こういう大先輩たちの風格の大きさを現役で演じているのが仙台出身の菅原文太である。
ファッションモデルから映画の甘い美男役をへて東映やくざ映画の実録路線で凄味を見せて大物のひとりになった。「わたしのグランパ」(2003年)など、ほんと、真似手のない、あたりを払う風格で見せるいい演技だった。
コメディアンでやはり、道化ぶりが見事にスケールの大きな風格に至った由利徹(1921~99年)も石巻である。
明るい健全な役が多くて好感度の高い俳優である中村雅俊は牡鹿郡女川(おながわ)町の出身だ。
女優では若尾文子が、東京出身だが戦争で仙台に疎開していて、女学生時代から美少女ぶりが評判になっていた。井上ひさしの自伝的な青春小説「青葉繁れる」に男子高校生たちの憧れのまととして描かれている女子高校生のモデルは彼女だという。しかし本人はなんとかして東京にもどりたくて、女優になったのもそのためだそうである。可憐な役から強烈に自我を主張する役まで、芸域は広く、日本映画を代表する大女優のひとりである。
現役第一線の女優では富谷町で育った鈴木京香がいる。こちらも堂々とした風格派。「血と骨」(2004年)ではビートたけしと夫婦役で立派に渡り合った。男たちなんかに負けていない貫禄が天晴れである。
映画監督では若松孝二が遠田郡涌谷町の出身である。1960年代に当時低俗なエロ映画として軽蔑されていたいわゆるピンク映画で前衛的な思想と表現のある力作を連発してあっと言わせた。以後も日本映画の風雲児でありつづけている。「実録・連合赤軍 あさま山荘への道程」(2008年)が渾身の力作だったし、最新作の「キャタピラー」(2010年)も熱血あふるる反戦映画である。

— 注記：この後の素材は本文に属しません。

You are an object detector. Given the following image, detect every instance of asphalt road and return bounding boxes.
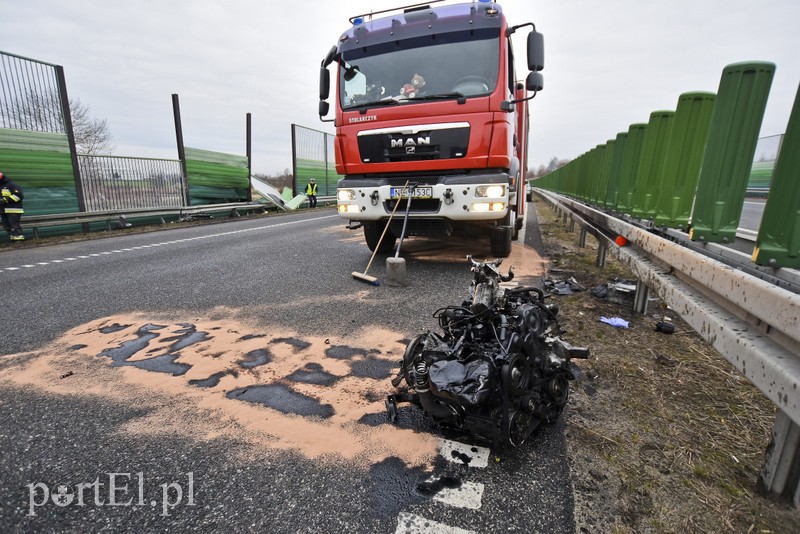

仙台市出身の岩井俊二は「Love Letter」(1995年)で日本だけでなく広くアジア各地の若者たちから圧倒的な人気を得た。「リリイ・シュシュのすべて」(2001年)も彼ならではの不思議な味わいのある青春映画だった。ときに演出が空回りするが貴重な才能である。次の大ヒット作を期待する。